I lift a shoulder nonchalantly. “It’s my job.”
He nods, understanding I’m not being nosy for nosy’s sake. “Hale builds his own rules. He’s the type who doesn’t trust the ones handed to him. Once he decides something matters, he’s all in. Team. Family. People.”
“And if that is threatened?”
“He steps away,” Arch replies. “Doesn’t negotiate with it.”
I nod, understanding sliding into place without triumph. If I apply that to what I’ve seen on social media with his ex-fiancée, it means he probably broke things off and walked away without a backward glance.
Does that make him confident? Decisive?

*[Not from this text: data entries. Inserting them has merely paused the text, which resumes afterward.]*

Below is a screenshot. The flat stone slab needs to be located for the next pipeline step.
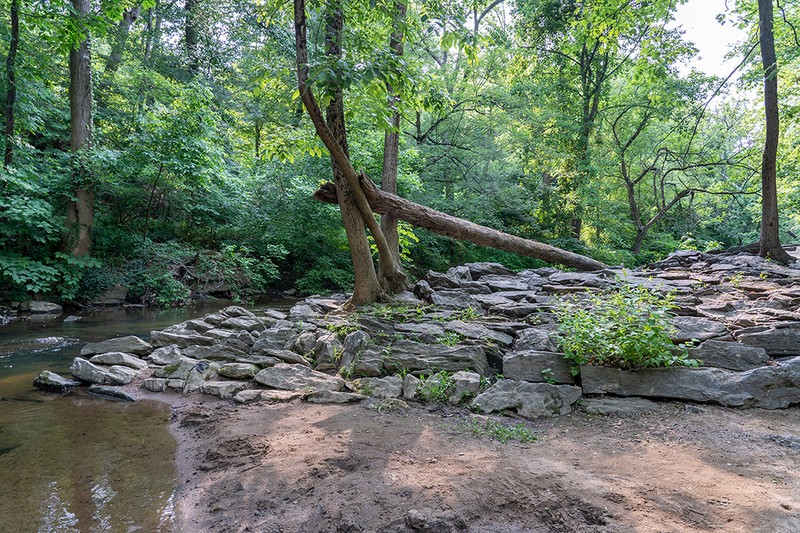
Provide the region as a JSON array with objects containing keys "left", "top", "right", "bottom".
[
  {"left": 689, "top": 339, "right": 769, "bottom": 371},
  {"left": 581, "top": 357, "right": 800, "bottom": 409},
  {"left": 503, "top": 350, "right": 575, "bottom": 384},
  {"left": 578, "top": 398, "right": 658, "bottom": 417},
  {"left": 81, "top": 335, "right": 153, "bottom": 356},
  {"left": 89, "top": 352, "right": 147, "bottom": 370},
  {"left": 472, "top": 379, "right": 581, "bottom": 418},
  {"left": 253, "top": 363, "right": 344, "bottom": 391}
]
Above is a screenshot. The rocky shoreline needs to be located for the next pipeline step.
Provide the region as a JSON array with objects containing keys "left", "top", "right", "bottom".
[{"left": 36, "top": 252, "right": 800, "bottom": 418}]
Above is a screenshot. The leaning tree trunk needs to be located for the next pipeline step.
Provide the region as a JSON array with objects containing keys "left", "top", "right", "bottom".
[
  {"left": 758, "top": 0, "right": 793, "bottom": 263},
  {"left": 64, "top": 0, "right": 94, "bottom": 256},
  {"left": 381, "top": 1, "right": 406, "bottom": 263},
  {"left": 3, "top": 0, "right": 19, "bottom": 168},
  {"left": 314, "top": 178, "right": 607, "bottom": 270}
]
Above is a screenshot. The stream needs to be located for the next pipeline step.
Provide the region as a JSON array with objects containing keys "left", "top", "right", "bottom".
[{"left": 0, "top": 302, "right": 282, "bottom": 533}]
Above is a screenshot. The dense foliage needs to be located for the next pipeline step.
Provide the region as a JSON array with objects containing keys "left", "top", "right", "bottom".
[{"left": 0, "top": 0, "right": 800, "bottom": 305}]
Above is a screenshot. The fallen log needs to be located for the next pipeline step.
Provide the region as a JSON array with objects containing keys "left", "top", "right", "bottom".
[{"left": 314, "top": 174, "right": 608, "bottom": 270}]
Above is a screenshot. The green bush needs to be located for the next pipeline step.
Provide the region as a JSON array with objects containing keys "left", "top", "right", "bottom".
[{"left": 555, "top": 284, "right": 698, "bottom": 375}]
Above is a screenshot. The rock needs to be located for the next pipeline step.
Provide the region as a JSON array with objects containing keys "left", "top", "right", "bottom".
[
  {"left": 670, "top": 316, "right": 728, "bottom": 344},
  {"left": 69, "top": 357, "right": 139, "bottom": 385},
  {"left": 86, "top": 385, "right": 138, "bottom": 402},
  {"left": 353, "top": 376, "right": 403, "bottom": 398},
  {"left": 142, "top": 378, "right": 169, "bottom": 392},
  {"left": 222, "top": 305, "right": 256, "bottom": 318},
  {"left": 219, "top": 317, "right": 266, "bottom": 333},
  {"left": 303, "top": 390, "right": 364, "bottom": 403},
  {"left": 578, "top": 398, "right": 658, "bottom": 417},
  {"left": 81, "top": 335, "right": 153, "bottom": 355},
  {"left": 403, "top": 374, "right": 422, "bottom": 400},
  {"left": 218, "top": 363, "right": 259, "bottom": 379},
  {"left": 200, "top": 381, "right": 247, "bottom": 400},
  {"left": 472, "top": 379, "right": 581, "bottom": 418},
  {"left": 514, "top": 327, "right": 558, "bottom": 352},
  {"left": 439, "top": 320, "right": 514, "bottom": 346},
  {"left": 736, "top": 322, "right": 800, "bottom": 357},
  {"left": 581, "top": 357, "right": 800, "bottom": 409},
  {"left": 153, "top": 357, "right": 200, "bottom": 379},
  {"left": 89, "top": 352, "right": 147, "bottom": 370},
  {"left": 689, "top": 340, "right": 769, "bottom": 371},
  {"left": 503, "top": 350, "right": 575, "bottom": 384},
  {"left": 183, "top": 361, "right": 219, "bottom": 394},
  {"left": 148, "top": 344, "right": 182, "bottom": 366},
  {"left": 462, "top": 262, "right": 514, "bottom": 281},
  {"left": 448, "top": 371, "right": 481, "bottom": 405},
  {"left": 253, "top": 363, "right": 344, "bottom": 391},
  {"left": 430, "top": 290, "right": 483, "bottom": 315},
  {"left": 33, "top": 370, "right": 81, "bottom": 392},
  {"left": 19, "top": 300, "right": 64, "bottom": 315},
  {"left": 385, "top": 340, "right": 489, "bottom": 376},
  {"left": 148, "top": 329, "right": 216, "bottom": 353},
  {"left": 92, "top": 283, "right": 130, "bottom": 306}
]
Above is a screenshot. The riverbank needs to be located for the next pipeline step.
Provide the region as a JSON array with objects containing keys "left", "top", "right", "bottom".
[{"left": 160, "top": 388, "right": 800, "bottom": 533}]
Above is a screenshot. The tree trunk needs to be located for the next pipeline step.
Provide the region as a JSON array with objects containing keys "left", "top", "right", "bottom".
[
  {"left": 325, "top": 5, "right": 381, "bottom": 306},
  {"left": 294, "top": 0, "right": 406, "bottom": 302},
  {"left": 381, "top": 2, "right": 406, "bottom": 263},
  {"left": 314, "top": 175, "right": 607, "bottom": 270},
  {"left": 3, "top": 0, "right": 19, "bottom": 168},
  {"left": 184, "top": 0, "right": 200, "bottom": 76},
  {"left": 758, "top": 0, "right": 793, "bottom": 263},
  {"left": 64, "top": 0, "right": 94, "bottom": 256}
]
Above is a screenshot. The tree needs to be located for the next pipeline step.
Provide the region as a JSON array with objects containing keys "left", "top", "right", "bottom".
[
  {"left": 758, "top": 0, "right": 794, "bottom": 263},
  {"left": 64, "top": 0, "right": 94, "bottom": 256}
]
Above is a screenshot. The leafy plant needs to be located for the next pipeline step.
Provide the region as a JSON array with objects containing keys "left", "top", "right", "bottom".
[{"left": 555, "top": 284, "right": 699, "bottom": 375}]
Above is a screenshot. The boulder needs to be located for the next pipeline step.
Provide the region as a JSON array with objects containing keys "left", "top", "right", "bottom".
[
  {"left": 200, "top": 381, "right": 247, "bottom": 400},
  {"left": 219, "top": 363, "right": 259, "bottom": 379},
  {"left": 89, "top": 352, "right": 147, "bottom": 370},
  {"left": 581, "top": 357, "right": 800, "bottom": 409},
  {"left": 503, "top": 350, "right": 575, "bottom": 384},
  {"left": 19, "top": 300, "right": 64, "bottom": 315},
  {"left": 149, "top": 329, "right": 216, "bottom": 353},
  {"left": 736, "top": 322, "right": 800, "bottom": 357},
  {"left": 33, "top": 370, "right": 81, "bottom": 392},
  {"left": 353, "top": 376, "right": 403, "bottom": 398},
  {"left": 92, "top": 283, "right": 130, "bottom": 306},
  {"left": 148, "top": 344, "right": 182, "bottom": 366},
  {"left": 447, "top": 370, "right": 481, "bottom": 405},
  {"left": 81, "top": 335, "right": 153, "bottom": 356},
  {"left": 578, "top": 398, "right": 658, "bottom": 417},
  {"left": 303, "top": 390, "right": 365, "bottom": 403},
  {"left": 384, "top": 340, "right": 489, "bottom": 376},
  {"left": 689, "top": 339, "right": 769, "bottom": 371},
  {"left": 670, "top": 316, "right": 728, "bottom": 344},
  {"left": 514, "top": 327, "right": 558, "bottom": 352},
  {"left": 86, "top": 385, "right": 138, "bottom": 402},
  {"left": 253, "top": 363, "right": 344, "bottom": 391},
  {"left": 472, "top": 379, "right": 581, "bottom": 418}
]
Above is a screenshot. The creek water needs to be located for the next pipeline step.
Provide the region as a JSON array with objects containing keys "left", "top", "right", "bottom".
[{"left": 0, "top": 304, "right": 272, "bottom": 533}]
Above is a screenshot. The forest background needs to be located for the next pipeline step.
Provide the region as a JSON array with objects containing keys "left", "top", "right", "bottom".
[{"left": 0, "top": 0, "right": 800, "bottom": 305}]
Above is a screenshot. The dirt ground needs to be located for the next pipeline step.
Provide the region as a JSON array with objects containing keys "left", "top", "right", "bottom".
[{"left": 166, "top": 400, "right": 800, "bottom": 533}]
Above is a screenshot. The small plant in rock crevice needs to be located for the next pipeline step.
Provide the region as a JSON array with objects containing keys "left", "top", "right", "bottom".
[{"left": 555, "top": 284, "right": 699, "bottom": 375}]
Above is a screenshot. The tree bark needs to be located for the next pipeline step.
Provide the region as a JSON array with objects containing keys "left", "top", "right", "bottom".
[
  {"left": 325, "top": 4, "right": 382, "bottom": 306},
  {"left": 314, "top": 178, "right": 607, "bottom": 270},
  {"left": 381, "top": 2, "right": 407, "bottom": 263},
  {"left": 294, "top": 0, "right": 406, "bottom": 300},
  {"left": 758, "top": 0, "right": 793, "bottom": 263},
  {"left": 3, "top": 0, "right": 19, "bottom": 168},
  {"left": 64, "top": 0, "right": 94, "bottom": 256}
]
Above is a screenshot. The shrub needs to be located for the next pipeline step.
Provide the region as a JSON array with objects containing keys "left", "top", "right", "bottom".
[{"left": 556, "top": 284, "right": 699, "bottom": 374}]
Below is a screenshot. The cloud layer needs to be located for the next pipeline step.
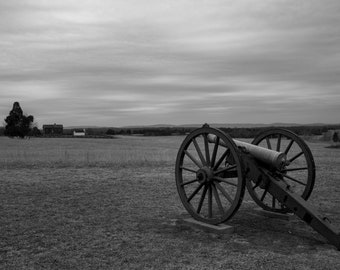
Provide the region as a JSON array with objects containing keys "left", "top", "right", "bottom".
[{"left": 0, "top": 0, "right": 340, "bottom": 126}]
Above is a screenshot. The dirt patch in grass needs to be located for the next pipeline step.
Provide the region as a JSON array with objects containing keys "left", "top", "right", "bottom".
[{"left": 0, "top": 164, "right": 340, "bottom": 269}]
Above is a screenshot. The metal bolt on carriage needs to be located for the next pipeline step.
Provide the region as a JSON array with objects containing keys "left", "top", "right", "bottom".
[{"left": 175, "top": 124, "right": 340, "bottom": 250}]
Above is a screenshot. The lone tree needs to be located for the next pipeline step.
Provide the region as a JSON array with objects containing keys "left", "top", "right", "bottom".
[{"left": 4, "top": 102, "right": 34, "bottom": 138}]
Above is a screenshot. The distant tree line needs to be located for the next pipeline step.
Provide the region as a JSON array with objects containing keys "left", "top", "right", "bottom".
[{"left": 0, "top": 125, "right": 340, "bottom": 137}]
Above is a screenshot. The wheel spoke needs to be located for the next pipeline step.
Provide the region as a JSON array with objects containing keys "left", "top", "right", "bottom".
[
  {"left": 203, "top": 134, "right": 210, "bottom": 165},
  {"left": 289, "top": 151, "right": 303, "bottom": 163},
  {"left": 251, "top": 181, "right": 260, "bottom": 190},
  {"left": 212, "top": 184, "right": 224, "bottom": 215},
  {"left": 208, "top": 185, "right": 212, "bottom": 218},
  {"left": 281, "top": 167, "right": 308, "bottom": 172},
  {"left": 184, "top": 150, "right": 203, "bottom": 168},
  {"left": 187, "top": 183, "right": 204, "bottom": 202},
  {"left": 281, "top": 174, "right": 306, "bottom": 186},
  {"left": 285, "top": 139, "right": 294, "bottom": 155},
  {"left": 272, "top": 196, "right": 276, "bottom": 208},
  {"left": 215, "top": 182, "right": 233, "bottom": 203},
  {"left": 214, "top": 165, "right": 237, "bottom": 175},
  {"left": 213, "top": 176, "right": 237, "bottom": 187},
  {"left": 214, "top": 149, "right": 229, "bottom": 171},
  {"left": 211, "top": 136, "right": 220, "bottom": 167},
  {"left": 192, "top": 139, "right": 206, "bottom": 165},
  {"left": 276, "top": 134, "right": 281, "bottom": 152},
  {"left": 260, "top": 189, "right": 268, "bottom": 202},
  {"left": 180, "top": 166, "right": 196, "bottom": 173},
  {"left": 181, "top": 179, "right": 198, "bottom": 187},
  {"left": 196, "top": 185, "right": 208, "bottom": 214}
]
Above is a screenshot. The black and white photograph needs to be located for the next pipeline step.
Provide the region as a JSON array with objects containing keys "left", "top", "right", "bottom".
[{"left": 0, "top": 0, "right": 340, "bottom": 270}]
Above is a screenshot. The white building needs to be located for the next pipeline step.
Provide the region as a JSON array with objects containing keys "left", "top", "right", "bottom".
[{"left": 73, "top": 128, "right": 86, "bottom": 137}]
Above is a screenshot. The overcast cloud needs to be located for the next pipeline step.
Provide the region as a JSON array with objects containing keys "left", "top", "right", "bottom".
[{"left": 0, "top": 0, "right": 340, "bottom": 127}]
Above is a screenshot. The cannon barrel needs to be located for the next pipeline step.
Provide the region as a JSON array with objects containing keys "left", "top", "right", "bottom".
[{"left": 208, "top": 134, "right": 286, "bottom": 170}]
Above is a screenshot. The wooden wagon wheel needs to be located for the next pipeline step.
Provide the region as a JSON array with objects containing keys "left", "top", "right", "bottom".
[
  {"left": 246, "top": 128, "right": 315, "bottom": 213},
  {"left": 176, "top": 125, "right": 245, "bottom": 224}
]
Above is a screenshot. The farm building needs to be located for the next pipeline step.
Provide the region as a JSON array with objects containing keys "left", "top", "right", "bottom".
[
  {"left": 43, "top": 124, "right": 64, "bottom": 136},
  {"left": 73, "top": 128, "right": 86, "bottom": 137}
]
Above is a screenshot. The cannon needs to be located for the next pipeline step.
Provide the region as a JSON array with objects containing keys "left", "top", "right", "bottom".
[{"left": 175, "top": 124, "right": 340, "bottom": 249}]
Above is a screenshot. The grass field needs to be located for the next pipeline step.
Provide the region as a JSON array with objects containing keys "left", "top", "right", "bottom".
[{"left": 0, "top": 136, "right": 340, "bottom": 269}]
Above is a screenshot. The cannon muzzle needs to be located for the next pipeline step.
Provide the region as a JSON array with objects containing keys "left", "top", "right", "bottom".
[{"left": 208, "top": 134, "right": 287, "bottom": 170}]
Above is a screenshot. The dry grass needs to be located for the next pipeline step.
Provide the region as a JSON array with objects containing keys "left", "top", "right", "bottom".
[{"left": 0, "top": 137, "right": 340, "bottom": 269}]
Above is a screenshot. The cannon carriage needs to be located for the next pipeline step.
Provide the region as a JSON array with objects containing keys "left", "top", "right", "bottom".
[{"left": 175, "top": 124, "right": 340, "bottom": 249}]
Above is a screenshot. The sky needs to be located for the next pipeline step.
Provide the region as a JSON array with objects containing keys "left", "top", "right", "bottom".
[{"left": 0, "top": 0, "right": 340, "bottom": 128}]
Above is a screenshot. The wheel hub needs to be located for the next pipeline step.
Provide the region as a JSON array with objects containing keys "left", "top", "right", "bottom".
[{"left": 196, "top": 167, "right": 214, "bottom": 183}]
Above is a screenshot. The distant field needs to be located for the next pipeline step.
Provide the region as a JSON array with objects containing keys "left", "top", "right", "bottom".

Or unbendable?
The bartender drifts by again but we wave off another drink.
“Should I be worried that what I told you will end up in the director’s cut?”
“No camera tonight,” I point out.
“We’re completely off the record?”
“There is no record tonight,” I assure him.
“Good,” he says. “I appreciate that.”
We linger longer than either of us planned, conversation looping back to lighter things—bad road trips, worse playlists, the strange intimacy of locker rooms that haven’t yet decided what kind of team they want to be.